Brussels – Start at a fast pace, right away — that is, by March 2026 — to equip the European Union with an industrial defense capacity capable of meeting current and future challenges. The EU Commission is breaking the deadlock, setting out a fast-track roadmap to build the kind of military integration that has so far been lacking. The roadmap presented today, which will be on the table of the heads of state and government as early as next week’s summit (October 23), specifies one thing: it is about industrial projects and production capacity, since NATO will manage everything concerning the operational phase.
The nine priority areas and consortia of states, starting in 2026
The communication to the Member States takes a cue from White Paper on Defence, confirming the areas of strategic interest on which delays need to be bridged, namely air and missile defense systems, drones and anti-drone systems, advanced artillery systems (including high-precision and long-range missiles), munitions, information systems and artificial intelligence, land, sea and air combat capabilities, and military mobility. For each of these nine areas, the Commission wants to set up capability coalitions with lead nations by the first quarter of 2026, so that each group of EU Member States can collect industrial capability data and initiate projects by the first half of 2026, and organize at least 40 percent of defense procurement as joint procurement by the end of 2027. Contracts and financing will have to be secured by 2028.

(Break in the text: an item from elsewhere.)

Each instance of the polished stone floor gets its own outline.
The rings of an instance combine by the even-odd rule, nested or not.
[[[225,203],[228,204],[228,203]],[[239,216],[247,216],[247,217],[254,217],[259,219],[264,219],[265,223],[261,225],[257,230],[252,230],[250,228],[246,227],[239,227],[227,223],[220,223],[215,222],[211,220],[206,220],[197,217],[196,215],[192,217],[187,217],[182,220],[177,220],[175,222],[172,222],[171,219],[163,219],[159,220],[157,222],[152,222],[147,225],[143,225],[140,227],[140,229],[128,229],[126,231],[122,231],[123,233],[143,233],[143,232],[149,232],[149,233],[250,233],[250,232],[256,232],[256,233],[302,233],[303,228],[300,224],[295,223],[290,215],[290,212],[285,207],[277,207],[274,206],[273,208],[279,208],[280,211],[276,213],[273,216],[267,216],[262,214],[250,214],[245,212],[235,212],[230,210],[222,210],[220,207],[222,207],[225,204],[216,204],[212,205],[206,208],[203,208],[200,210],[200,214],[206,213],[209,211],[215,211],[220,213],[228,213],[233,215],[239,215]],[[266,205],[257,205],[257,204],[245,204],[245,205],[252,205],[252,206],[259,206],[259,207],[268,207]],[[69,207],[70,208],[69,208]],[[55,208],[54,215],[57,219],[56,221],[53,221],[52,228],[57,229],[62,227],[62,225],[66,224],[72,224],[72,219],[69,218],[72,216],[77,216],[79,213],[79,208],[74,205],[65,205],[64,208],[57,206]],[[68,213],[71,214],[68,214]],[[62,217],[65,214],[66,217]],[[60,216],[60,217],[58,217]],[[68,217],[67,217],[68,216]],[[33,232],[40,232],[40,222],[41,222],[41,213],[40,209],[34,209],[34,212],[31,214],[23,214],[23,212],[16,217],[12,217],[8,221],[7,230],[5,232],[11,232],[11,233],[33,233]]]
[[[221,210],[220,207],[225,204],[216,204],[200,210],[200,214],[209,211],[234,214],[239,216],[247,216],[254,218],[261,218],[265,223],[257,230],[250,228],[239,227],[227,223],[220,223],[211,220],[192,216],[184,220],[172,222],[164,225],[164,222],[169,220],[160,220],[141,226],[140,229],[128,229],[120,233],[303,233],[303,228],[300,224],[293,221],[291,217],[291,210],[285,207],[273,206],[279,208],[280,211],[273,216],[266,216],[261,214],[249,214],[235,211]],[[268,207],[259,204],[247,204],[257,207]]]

Under the leadership of the Member States, the European Defence Agency (EDA) will play a central role in facilitating the coalition process, in particular through Capability Panels. Cooperation between member states and the EDA aims to ensure the link between the analysis of military capability shortfalls and priority capability areas for acquisition and development.
The four flagship initiatives
To act quickly where a joint approach is most effective, the Defence Roadmap proposes four initial European flagship initiatives: the European Drone Defence Initiative, the Eastern Flank Watch, the European Air Shield, and the European Space Shield. Here, the timetable proposed by the European Commission envisages that by the end of this year the green light of the heads of state and government for the anti-drone wall and the Eastern flank initiative, to launch the two flagship initiatives by the end of the first quarter of 2026 and be fully operational by the end of 2027 and by the end of 2028, respectively. By March 2026, the SAFE framework will also facilitate the first pre-financing payments for projects within the flagship initiatives. Additionally, the first calls for joint procurement will be issued under the EDIP, the defense industry program.
https://www.eunews.it/en/2025/10/01/security-meloni-to-eu-leaders-there-is-also-a-southern-flank/
This does not mean that other flagship initiatives should be left aside. On the contrary, the communication states, although the Eastern Flank and the anti-drone wall are the “most urgent” of the four, “work should accelerate to develop a European Air Shield” to achieve integrated, multi-layered air and missile protection for member states, fully interoperable with the NATO command and control system. The target to activate the Air Shield, as well as the Space Shield, is the second quarter of 2026. For the latter, the Commission urges to start work “from 2026.”